History

Great Britain
- Name: HMS Port Mahon
- Ordered: 24 January 1711
- Builder: Royal Dockyard, Deptford
- Launched: 18 October 1711
- Commissioned: 1712
- Fate: Broken at Plymouth in May 1740

General characteristics
- Type: 24-gun Sixth Rate
- Tons burthen: 280+23⁄94 bm
- Length: 94 ft 0 in (28.7 m) gundeck; 76 ft 9 in (23.4 m) keel for tonnage;
- Beam: 26 ft 0 in (7.9 m) for tonnage
- Depth of hold: 11 ft 7 in (3.5 m)
- Armament: 20 × 6-pdr 19 cwt guns on wooden trucks (UD); 4 × 4-pdr 12 cwt guns on wooden trucks (QD);

= HMS Port Mahon (1711) =

Ship

HMS Port Mahon was a member of the Gibraltar Group of 24-gun sixth rates. After commissioning she spent her career in home waters and North America on trade protection duties. She was broken up at Plymouth in May 1740.

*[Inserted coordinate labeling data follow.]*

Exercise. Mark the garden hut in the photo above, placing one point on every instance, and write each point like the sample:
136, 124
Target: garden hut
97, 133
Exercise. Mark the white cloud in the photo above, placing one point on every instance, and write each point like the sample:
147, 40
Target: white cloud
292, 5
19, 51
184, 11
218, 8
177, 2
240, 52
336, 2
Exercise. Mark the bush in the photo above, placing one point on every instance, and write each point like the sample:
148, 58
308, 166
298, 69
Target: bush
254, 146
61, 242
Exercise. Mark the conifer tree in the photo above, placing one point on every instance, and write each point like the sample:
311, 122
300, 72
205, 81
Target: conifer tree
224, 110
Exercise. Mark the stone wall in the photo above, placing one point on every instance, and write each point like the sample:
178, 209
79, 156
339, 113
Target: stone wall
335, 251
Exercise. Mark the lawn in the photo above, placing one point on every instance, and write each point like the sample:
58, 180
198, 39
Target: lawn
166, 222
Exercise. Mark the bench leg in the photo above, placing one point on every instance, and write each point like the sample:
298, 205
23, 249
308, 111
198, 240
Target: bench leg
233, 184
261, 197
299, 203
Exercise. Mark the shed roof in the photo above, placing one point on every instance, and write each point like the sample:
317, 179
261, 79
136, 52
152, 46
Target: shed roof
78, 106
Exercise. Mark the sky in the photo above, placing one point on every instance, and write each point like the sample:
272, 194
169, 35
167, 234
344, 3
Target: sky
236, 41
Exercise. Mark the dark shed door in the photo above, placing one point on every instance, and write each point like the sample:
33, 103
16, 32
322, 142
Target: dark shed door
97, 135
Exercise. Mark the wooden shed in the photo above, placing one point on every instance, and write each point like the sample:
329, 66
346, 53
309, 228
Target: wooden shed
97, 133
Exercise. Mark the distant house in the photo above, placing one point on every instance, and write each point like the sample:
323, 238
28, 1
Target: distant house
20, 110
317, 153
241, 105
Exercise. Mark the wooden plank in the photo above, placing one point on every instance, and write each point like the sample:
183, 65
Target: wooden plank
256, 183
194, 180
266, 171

Port Mahon was the first vessel of that name in the Royal Navy.

==Construction==
She was ordered on 24 January 1711 from Deptford Dockyard to be built under the guidance of Joseph Allin the elder, Master Shipwright of Portsmouth. She was launched on 18 October 1711.

==Commissioned service==
She was commissioned in 1712 under the command of Commander William Haddock (promoted to captain in January 1713) for service with Baker's Squadron on the Portuguese coast. In 1713 she was off Sale, Morocco. She returned to Portsmouth to undergo a great repair costing £524.0.4d1/4 from October 1714 to December 1715. In May 1716 she commissioned under the command of Captain William Smith, RN for service in the Baltic. She returned in the autumn of 1718 for a great repair at Deptford from December 1718 to March 1719/20 at a cost of £1,181.11.11d. She was commissioned in January 1720 under Captain James Luck followed by Captain Daniel Morris in September 1720 for service in the Baltic. In 1722 she was on quarantine guard in 1722 then the English Channel between 1724 and 1725 for anti-smuggling operations. She was refitted at Sheerness for £1,408.6.10d from September to November 1727. In November 1727 she was commissioned under Captain Christopher Pocklington for service on the Ireland station. She was paid off in November 1731. In 1732 She was under Captain Samuel Atkins on the Ireland station. In June 1738 she was under Captain Gilbert Wallis for Home Waters followed by Captain John Forbes in October 1738.

==Disposition==
HMS Port Mahon was broken by Admiralty Order (AO) 4 October 1739 at Plymouth in May 1740.